Pruning with Compensation: Efficient Channel Pruning for Deep Convolutional Neural Networks
This work addresses the computational and data inefficiency of channel pruning for researchers and practitioners in deep learning, offering a more efficient alternative to re-training-based methods.
The paper tackled the inefficiency of channel pruning in deep convolutional neural networks by proposing a pruning compensation method and compensation-aware pruning algorithm, resulting in a 95% reduction in processing time and 90% reduction in data usage while maintaining competitive performance on benchmarks like CIFAR-10/100 and ImageNet.

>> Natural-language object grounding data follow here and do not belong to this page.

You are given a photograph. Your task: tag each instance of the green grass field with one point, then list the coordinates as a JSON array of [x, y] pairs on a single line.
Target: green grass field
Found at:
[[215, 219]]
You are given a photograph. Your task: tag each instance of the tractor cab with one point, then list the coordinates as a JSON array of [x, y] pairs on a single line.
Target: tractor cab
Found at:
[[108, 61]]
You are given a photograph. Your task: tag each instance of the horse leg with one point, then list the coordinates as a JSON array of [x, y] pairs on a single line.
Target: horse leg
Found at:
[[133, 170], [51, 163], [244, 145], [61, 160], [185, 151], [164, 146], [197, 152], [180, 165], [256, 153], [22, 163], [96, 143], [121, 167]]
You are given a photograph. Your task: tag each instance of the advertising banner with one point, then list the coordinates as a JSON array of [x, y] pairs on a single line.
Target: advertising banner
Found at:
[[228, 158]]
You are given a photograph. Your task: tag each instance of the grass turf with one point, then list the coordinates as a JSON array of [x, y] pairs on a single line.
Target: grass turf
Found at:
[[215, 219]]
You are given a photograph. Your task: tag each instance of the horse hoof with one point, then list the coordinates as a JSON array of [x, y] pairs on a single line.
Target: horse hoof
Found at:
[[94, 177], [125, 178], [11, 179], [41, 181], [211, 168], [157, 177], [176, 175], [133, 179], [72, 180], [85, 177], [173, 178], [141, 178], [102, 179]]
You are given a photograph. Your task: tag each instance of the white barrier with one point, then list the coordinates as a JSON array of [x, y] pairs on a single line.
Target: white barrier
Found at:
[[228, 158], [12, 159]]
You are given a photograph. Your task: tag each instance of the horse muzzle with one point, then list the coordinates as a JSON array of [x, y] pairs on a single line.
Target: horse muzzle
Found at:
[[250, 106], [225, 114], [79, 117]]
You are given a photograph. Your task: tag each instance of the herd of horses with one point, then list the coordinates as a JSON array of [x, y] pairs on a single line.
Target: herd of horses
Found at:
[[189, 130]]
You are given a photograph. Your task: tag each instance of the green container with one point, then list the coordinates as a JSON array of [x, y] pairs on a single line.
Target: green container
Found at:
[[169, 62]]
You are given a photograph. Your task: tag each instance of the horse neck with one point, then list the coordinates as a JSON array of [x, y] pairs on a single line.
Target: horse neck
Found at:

Channel pruning is a promising technique to compress the parameters of deep convolutional neural networks(DCNN) and to speed up the inference. This paper aims to address the long-standing inefficiency of channel pruning. Most channel pruning methods recover the prediction accuracy by re-training the pruned model from the remaining parameters or random initialization. This re-training process is heavily dependent on the sufficiency of computational resources, training data, and human interference(tuning the training strategy). In this paper, a highly efficient pruning method is proposed to significantly reduce the cost of pruning DCNN. The main contributions of our method include: 1) pruning compensation, a fast and data-efficient substitute of re-training to minimize the post-pruning reconstruction loss of features, 2) compensation-aware pruning(CaP), a novel pruning algorithm to remove redundant or less-weighted channels by minimizing the loss of information, and 3) binary structural search with step constraint to minimize human interference. On benchmarks including CIFAR-10/100 and ImageNet, our method shows competitive pruning performance among the state-of-the-art retraining-based pruning methods and, more importantly, reduces the processing time by 95% and data usage by 90%.